Dana cries, "Go, girl!" And Sarah doesn't cry for me this time -- she cheers.

Solo

The desert has a hallucinatory quality anyway, but there is something about living at the edge of one's ability that gives everything an added shimmer. The day after my rock climb I wake up feeling ill, but in no recognizable way. I don't have a cold or the flu. My bowels feel oddly shaky, dry. I am dizzy under the intense blue of the sky. I am probably dehydrated, says Dana, and she makes me drink a quart of water.

We are walking through a wash that runs among boulders of piled immensity: peach granite worn to shapes of bones and faces, thighs and animals. The wash is like a path of white sand in a painting by Piero della Francesca. Everything is clean and bright. The birds sing and the sky is a heartbreaking blue, with a pale circle of moon sitting on one of the boulder piles like a halo. No one has much energy today. We fall into pairs, wander and chat. We are walking on a floral carpet, punctuated with bobcat prints. Because of El Niqo there has been an unusual amount of rain this year, and the water has pooled up in certain areas. Amazingly, a pair of mallards en route somewhere else have settled with delight into a pond in the shadow of the rocks.

Chandra tells me some of her life story, about her long relationship and the newness and strangeness of living alone. We exchange theories of why we're here, under this Giotto blue sky, walking endlessly through the desert. Why would we choose to spend money to be so uncomfortable, so fearful, so tired and so cold? (Though at the moment we feel cheerful, and warm and relaxed.)

I say, "I wonder if we sometimes do a hard thing not in order to be able to do that hard thing again, but so that other hard things, or less hard things -- the things we really want to do -- will seem easy in comparison."

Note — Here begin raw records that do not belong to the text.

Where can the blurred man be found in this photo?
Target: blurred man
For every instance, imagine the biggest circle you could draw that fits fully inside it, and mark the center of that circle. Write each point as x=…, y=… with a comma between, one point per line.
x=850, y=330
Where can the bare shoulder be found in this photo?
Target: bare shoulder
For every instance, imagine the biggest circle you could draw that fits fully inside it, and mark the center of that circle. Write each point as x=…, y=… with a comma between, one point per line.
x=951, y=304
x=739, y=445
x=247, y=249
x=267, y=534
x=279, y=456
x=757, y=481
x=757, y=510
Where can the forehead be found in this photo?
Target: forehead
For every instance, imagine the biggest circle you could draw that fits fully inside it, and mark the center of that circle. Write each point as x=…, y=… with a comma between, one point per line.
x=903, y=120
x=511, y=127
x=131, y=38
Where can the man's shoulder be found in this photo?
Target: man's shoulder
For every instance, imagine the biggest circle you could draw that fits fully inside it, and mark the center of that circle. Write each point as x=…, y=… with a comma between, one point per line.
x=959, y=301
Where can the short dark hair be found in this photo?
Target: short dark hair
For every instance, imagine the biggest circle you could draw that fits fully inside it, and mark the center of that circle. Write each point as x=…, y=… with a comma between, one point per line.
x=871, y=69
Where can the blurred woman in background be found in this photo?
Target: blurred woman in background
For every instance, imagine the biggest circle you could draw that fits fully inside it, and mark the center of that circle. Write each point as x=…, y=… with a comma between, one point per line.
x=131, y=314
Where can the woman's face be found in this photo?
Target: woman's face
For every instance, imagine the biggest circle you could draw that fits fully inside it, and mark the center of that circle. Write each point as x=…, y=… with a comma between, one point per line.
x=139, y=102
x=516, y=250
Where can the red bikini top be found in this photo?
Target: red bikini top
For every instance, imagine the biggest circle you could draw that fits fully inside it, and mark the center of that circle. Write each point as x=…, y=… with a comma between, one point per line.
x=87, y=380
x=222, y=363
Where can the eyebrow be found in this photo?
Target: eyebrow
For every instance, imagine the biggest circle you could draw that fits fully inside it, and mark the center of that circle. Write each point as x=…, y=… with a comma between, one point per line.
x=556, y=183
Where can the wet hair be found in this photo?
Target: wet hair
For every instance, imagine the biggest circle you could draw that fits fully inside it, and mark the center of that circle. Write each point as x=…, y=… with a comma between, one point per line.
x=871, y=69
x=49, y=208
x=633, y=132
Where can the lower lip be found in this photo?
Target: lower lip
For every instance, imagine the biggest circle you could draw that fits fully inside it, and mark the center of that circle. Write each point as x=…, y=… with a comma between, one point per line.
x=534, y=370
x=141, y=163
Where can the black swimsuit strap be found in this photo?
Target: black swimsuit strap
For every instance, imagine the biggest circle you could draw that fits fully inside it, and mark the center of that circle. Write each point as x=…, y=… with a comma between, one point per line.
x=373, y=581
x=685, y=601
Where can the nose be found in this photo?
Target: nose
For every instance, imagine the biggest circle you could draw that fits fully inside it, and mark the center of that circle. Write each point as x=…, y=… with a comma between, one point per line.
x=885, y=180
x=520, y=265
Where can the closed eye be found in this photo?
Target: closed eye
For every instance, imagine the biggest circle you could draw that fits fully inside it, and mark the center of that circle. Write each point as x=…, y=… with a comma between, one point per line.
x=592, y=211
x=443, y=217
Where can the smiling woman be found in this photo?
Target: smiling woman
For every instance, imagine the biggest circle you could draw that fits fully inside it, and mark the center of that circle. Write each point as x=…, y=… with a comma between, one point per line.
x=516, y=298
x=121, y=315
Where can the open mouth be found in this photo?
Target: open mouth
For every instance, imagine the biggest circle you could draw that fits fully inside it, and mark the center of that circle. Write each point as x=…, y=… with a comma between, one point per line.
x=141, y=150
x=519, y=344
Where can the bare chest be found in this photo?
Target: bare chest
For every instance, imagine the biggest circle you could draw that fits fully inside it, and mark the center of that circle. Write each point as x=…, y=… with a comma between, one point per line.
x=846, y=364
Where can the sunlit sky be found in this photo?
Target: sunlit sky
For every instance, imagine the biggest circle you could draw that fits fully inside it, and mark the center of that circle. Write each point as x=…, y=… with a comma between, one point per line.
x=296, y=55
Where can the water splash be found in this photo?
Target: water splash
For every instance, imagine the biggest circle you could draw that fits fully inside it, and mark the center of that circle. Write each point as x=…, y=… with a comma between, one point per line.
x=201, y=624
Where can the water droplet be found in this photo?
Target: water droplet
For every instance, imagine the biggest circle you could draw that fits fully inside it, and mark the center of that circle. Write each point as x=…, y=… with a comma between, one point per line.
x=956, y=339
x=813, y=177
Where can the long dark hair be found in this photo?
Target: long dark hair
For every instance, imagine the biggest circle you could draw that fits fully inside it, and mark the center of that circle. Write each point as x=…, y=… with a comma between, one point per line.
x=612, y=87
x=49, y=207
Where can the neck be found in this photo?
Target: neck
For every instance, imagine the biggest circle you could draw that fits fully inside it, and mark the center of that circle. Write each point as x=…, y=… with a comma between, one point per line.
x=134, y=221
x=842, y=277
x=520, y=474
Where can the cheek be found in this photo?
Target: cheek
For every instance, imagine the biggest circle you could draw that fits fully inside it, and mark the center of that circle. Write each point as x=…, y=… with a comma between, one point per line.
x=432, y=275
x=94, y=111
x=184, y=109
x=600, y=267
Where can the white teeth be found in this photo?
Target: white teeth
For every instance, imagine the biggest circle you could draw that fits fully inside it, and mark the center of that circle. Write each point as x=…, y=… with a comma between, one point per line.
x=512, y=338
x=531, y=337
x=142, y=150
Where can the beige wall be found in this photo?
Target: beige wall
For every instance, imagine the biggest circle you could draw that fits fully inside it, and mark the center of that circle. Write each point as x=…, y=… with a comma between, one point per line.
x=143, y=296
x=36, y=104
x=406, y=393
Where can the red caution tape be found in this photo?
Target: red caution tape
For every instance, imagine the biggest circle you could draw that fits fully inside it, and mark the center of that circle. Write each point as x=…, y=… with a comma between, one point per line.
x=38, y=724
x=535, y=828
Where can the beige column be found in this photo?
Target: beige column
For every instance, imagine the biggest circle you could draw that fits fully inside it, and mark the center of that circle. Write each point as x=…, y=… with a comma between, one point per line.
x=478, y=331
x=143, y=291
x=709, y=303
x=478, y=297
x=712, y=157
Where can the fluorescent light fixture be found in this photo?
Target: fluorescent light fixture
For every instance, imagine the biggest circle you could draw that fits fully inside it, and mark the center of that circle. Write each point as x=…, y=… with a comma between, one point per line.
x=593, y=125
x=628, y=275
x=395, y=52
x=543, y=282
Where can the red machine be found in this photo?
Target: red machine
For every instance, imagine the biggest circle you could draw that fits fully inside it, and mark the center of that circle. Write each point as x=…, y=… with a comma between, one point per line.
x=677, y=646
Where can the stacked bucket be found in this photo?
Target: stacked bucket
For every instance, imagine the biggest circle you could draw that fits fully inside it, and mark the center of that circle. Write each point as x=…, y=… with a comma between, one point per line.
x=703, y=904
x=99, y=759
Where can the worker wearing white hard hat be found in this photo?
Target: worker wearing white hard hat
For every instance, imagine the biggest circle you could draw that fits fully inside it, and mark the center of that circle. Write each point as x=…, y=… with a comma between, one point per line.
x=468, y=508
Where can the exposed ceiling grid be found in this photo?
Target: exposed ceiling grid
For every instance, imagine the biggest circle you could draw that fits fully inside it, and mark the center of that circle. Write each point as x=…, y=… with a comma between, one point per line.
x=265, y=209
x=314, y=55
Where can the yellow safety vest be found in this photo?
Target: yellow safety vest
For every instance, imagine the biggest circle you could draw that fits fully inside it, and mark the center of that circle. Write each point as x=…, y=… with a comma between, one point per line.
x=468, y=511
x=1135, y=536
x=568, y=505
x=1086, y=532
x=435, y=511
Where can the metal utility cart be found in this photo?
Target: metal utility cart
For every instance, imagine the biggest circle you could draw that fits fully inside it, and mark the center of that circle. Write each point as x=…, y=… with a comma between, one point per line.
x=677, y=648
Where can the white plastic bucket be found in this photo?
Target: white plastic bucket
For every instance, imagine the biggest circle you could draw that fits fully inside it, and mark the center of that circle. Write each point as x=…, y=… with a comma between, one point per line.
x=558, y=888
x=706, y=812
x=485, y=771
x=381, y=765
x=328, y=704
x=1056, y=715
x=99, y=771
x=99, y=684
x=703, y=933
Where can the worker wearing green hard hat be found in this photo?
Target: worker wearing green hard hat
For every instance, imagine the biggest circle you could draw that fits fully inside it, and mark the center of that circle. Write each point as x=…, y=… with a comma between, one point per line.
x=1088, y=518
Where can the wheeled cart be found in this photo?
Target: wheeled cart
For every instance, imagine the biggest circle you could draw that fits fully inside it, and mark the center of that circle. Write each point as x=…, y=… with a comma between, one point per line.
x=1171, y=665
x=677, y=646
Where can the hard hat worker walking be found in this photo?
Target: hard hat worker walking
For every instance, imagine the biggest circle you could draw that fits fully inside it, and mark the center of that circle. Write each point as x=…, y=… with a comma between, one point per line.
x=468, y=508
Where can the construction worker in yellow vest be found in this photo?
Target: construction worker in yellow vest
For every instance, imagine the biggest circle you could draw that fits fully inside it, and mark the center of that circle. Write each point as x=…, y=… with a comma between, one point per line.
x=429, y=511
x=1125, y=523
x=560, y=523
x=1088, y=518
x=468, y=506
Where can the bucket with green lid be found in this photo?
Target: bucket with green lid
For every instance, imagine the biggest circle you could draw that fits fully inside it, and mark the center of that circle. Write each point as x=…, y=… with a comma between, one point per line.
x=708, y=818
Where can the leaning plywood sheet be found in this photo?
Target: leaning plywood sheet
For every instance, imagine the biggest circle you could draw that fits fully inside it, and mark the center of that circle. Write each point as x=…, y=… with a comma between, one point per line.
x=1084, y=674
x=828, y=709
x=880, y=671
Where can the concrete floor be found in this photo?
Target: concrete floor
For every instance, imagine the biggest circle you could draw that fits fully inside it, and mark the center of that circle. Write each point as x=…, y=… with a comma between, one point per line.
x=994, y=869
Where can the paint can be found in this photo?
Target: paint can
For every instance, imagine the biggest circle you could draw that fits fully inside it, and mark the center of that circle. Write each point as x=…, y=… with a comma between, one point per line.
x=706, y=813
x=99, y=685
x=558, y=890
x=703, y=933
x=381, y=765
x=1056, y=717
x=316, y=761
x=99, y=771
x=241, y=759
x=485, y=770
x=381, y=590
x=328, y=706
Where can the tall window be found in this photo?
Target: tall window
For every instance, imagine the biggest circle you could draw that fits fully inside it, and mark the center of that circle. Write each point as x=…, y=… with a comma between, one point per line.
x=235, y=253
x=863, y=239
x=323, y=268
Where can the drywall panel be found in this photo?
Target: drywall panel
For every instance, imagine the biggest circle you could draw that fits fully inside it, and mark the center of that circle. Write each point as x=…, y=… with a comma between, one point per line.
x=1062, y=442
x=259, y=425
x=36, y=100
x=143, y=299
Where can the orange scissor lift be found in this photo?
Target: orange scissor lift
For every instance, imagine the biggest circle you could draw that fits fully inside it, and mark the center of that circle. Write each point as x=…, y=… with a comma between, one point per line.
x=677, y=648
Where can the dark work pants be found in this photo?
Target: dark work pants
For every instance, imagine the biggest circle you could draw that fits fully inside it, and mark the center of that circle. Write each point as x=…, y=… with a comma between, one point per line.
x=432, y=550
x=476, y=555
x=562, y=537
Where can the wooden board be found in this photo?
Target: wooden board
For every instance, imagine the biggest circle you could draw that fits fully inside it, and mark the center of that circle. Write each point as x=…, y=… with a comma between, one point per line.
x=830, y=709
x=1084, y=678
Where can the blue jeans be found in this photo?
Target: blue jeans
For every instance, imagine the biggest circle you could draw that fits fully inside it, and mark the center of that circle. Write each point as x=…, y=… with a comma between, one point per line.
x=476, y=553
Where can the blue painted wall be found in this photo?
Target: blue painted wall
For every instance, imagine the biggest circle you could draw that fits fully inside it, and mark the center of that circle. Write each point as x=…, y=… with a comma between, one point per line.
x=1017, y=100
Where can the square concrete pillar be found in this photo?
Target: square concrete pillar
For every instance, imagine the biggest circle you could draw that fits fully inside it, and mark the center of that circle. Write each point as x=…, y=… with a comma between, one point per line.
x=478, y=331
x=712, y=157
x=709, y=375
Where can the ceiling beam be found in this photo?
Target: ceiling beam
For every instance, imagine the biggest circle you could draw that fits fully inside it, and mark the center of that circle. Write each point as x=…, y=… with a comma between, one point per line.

I know that I never want to rock climb again, and yet I am still lingering in the amazement of having done it at all.

"I had a moment," I explain, "when I wasn't myself, with all my fear and holding back -- when I was just going up. When I was up."

The others are at a crossroads, peering at the map and deciding which direction to take. Chandra and I linger, with the sense of playing hooky, just for a minute. I take a closer look at a prickly pear, seemingly constructed of flat green pancakes, and at a beavertail cactus. In this clear hallucinatory air, it invites caressing, with its pale green skin and red soft spines. The cactus leaves are shaped less like beavertails than hearts. In each case, a fresh young "heart" is growing out of an old one, which dries and then crumbles around it.

The group ahead looks at us meaningfully: We're to speed up and join them. But Chandra says, "The hardest thing for me is to learn to be alone. I'm just realizing that I've never been without a partner in my life. I think I came to the desert to find that out. I want to be more alone than I am here. I don't want to be with all the others. I am so much looking forward to the solo. For the experience of being alone, completely alone, in the desert."

I too have begun to look forward to my solo time. A week ago I couldn't have imagined that 24 hours by myself in the desert with only water and a small bag of gorp would seem alluring. But I've had no time to myself for five days. Every minute has been accounted for; there's been little time to sit and dream. We are walking. We are climbing. We are unpacking and packing up, we are cooking, cleaning, practicing our knots. We are telling stories and working out how to live so closely with one another. We are sleeping.

Sitting in a circle now, listening to Dana and Phoebe explain how the solo works, how we will be out of sight of one another but not out of earshot, we look carefully at one another's faces, in respect and silence. We are asked what our fears are about being alone in the desert for a day and a night. I don't mention my worst one, the one I thought about at home in Seattle. The fear that a huge red-faced man with a greasy ponytail would roar up in his Harley Davidson or creep with a knife in his teeth through the mesquite in the dead of night, to rape and murder me.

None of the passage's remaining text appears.